# Recall Key Points of MA 1505:

## 1. Fundamental Theorem in Calculus: $(\int_{0}^{x} f(t)dt)^{'}=f(x)$

## 2. Integration by Parts: $\int f(x) dg(x)= f(x)g(x) - \int g(x) df(x)$

## 3. Derivatives and Integration: $( \sin x)^{'} = \cos x$ $(\cos x)^{'} = -\sin x$

Hyperbolic Sine: $\sinh x= \frac{e^{x}- e^{-x}}{2}$

Hyperbolic Cosine: $\cosh x=\frac{e^{x}+e^{-x}}{2}$ $(\sinh x)^{'}= \cosh x$ $(\cosh x)^{'}= \sinh x$

# MA 1506 Tutorials:

Ordinary Differential Equations:

## 1. Newton-Leibniz Formula $y=y(x)$ is a function with one variable $x$ with ordinary differential equation $y^{'}=f(x).$ The solution is $y=\int f(x) dx + C$ with some constant $C$.

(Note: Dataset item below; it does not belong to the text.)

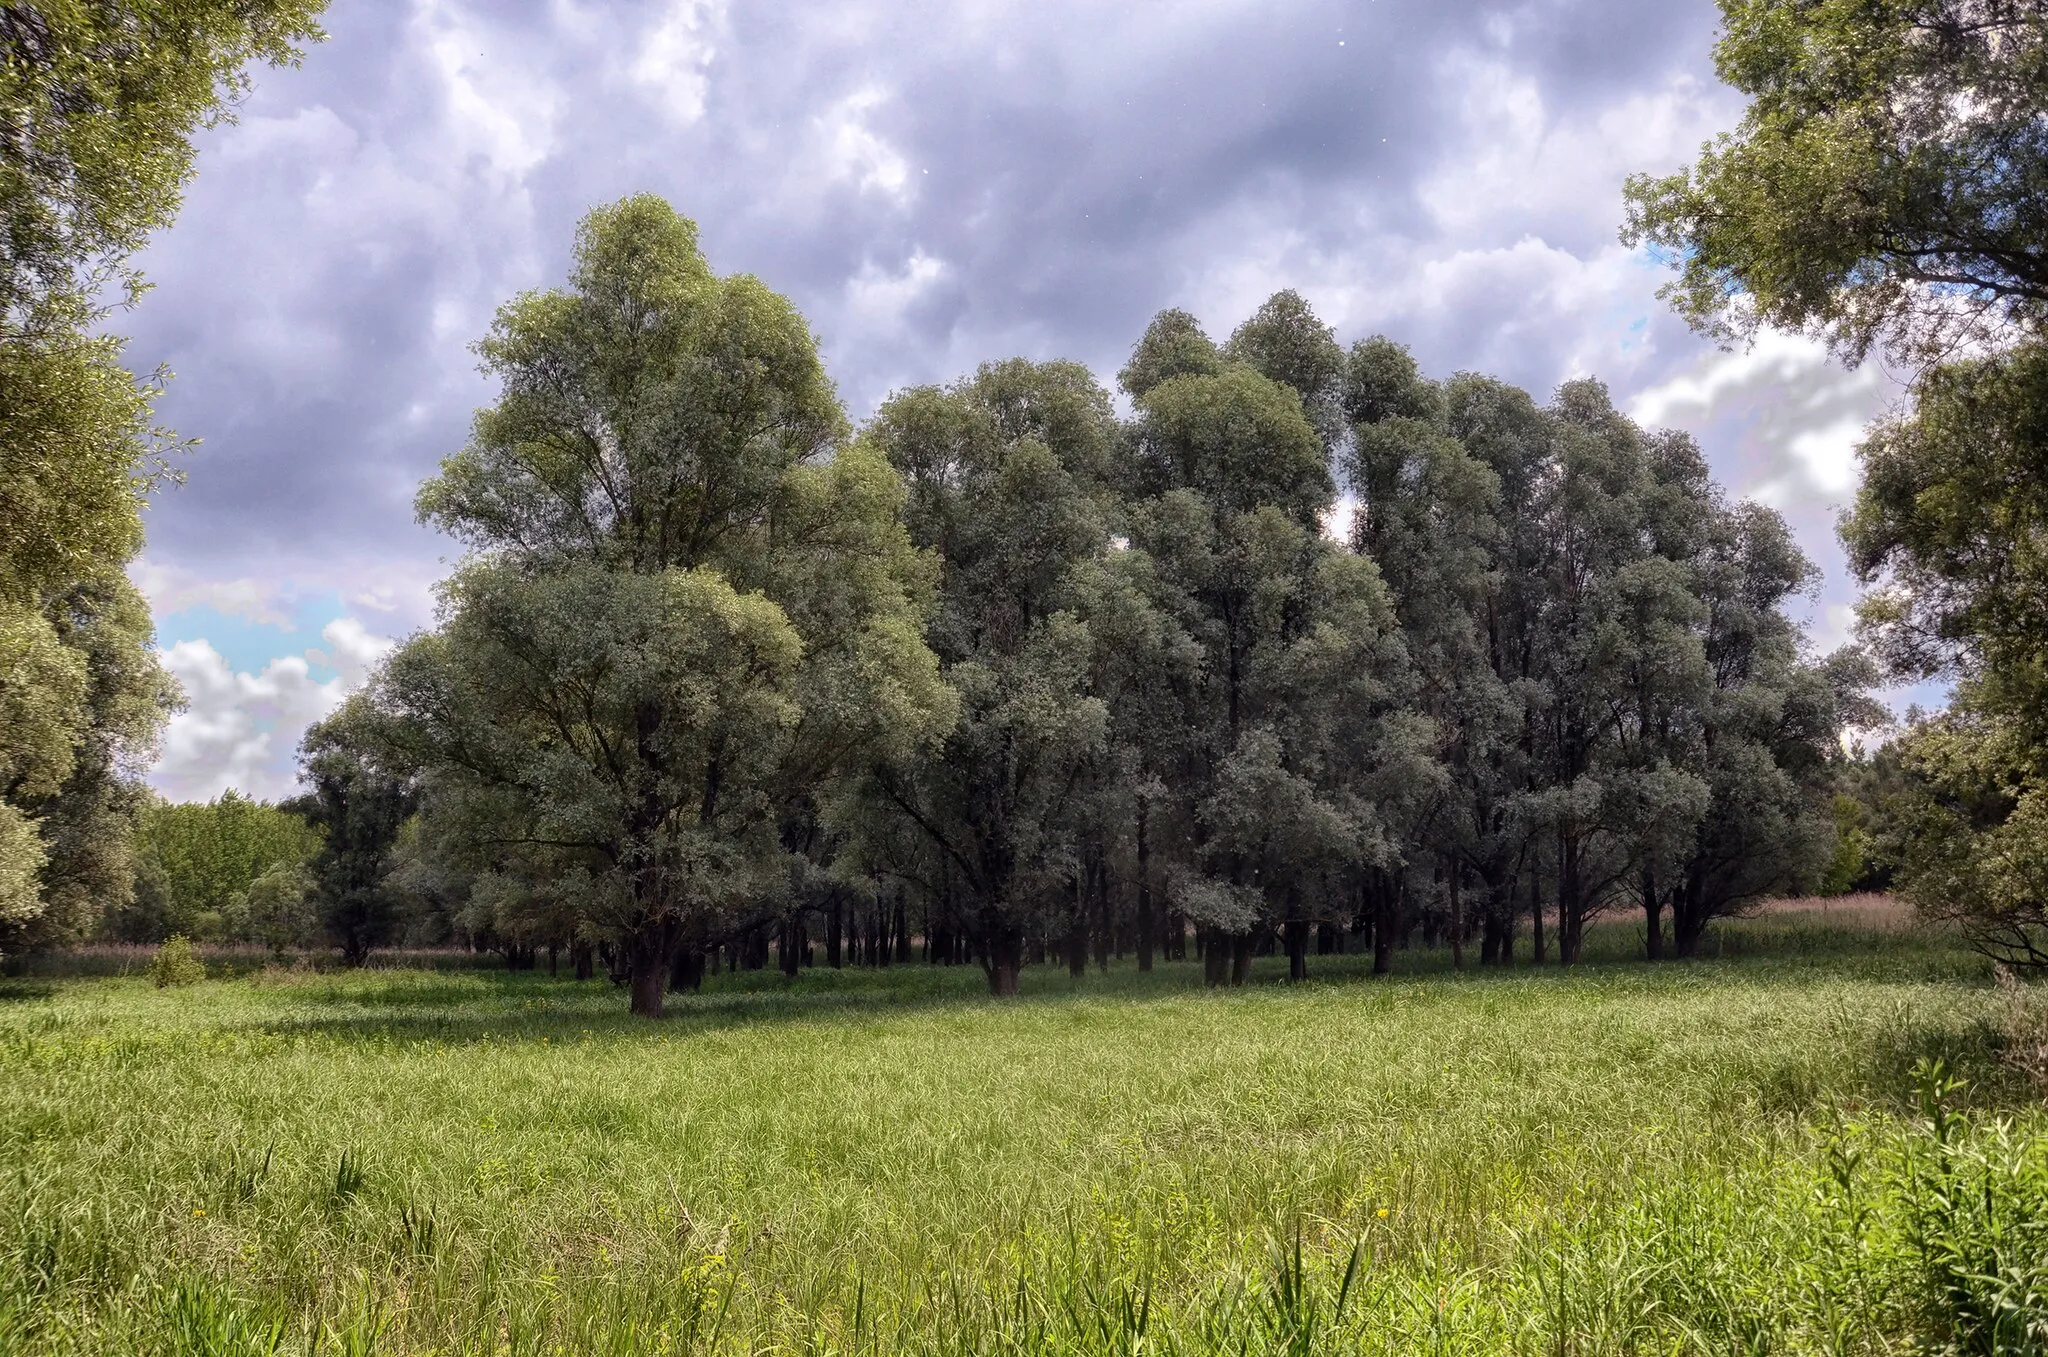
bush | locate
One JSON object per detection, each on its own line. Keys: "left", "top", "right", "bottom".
{"left": 148, "top": 935, "right": 204, "bottom": 988}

## 2. Separable Equations $y=y(x)$ is a function with one variable $x$ with ordinary differential equation $N(y)y^{'}=M(x),$ where $N(y)$ is a function with one variable $y$ and $M(x)$ is a function with one variable $x.$

The solution is $\int M(x) dx = \int N(y) dy + C$ with some constant $C.$

## 3. One Order Ordinary Differential Equations $y=y(x)$ is a function with one variable $x$ with one order ordinary differential equation $y^{'}+P(x)y=Q(x).$ The integrating factor is $R(x)= exp ( \int P(x) dx).$ That means $d( R(x) y) = R(x) Q(x)$ and take the integration under x at the both sides, $R(x)y=\int R(x)Q(x) dx + C$ for some constant $C.$

Sometimes, we need to make some substitution as $z=y^{2}$ or $z=\frac{1}{y}$, since the following formulas: $2 y y^{'} = (y^{2})^{'},$ $-\frac{y^{'}}{y^{2}} = (\frac{1}{y})^{'}.$

If there is an initial condition $y(0)=A$ for the first order ordinary differential equation $y^{'} + P(x)y=Q(x),$ then we must make use of the initial condition to calculate the constant C after we solved the equation.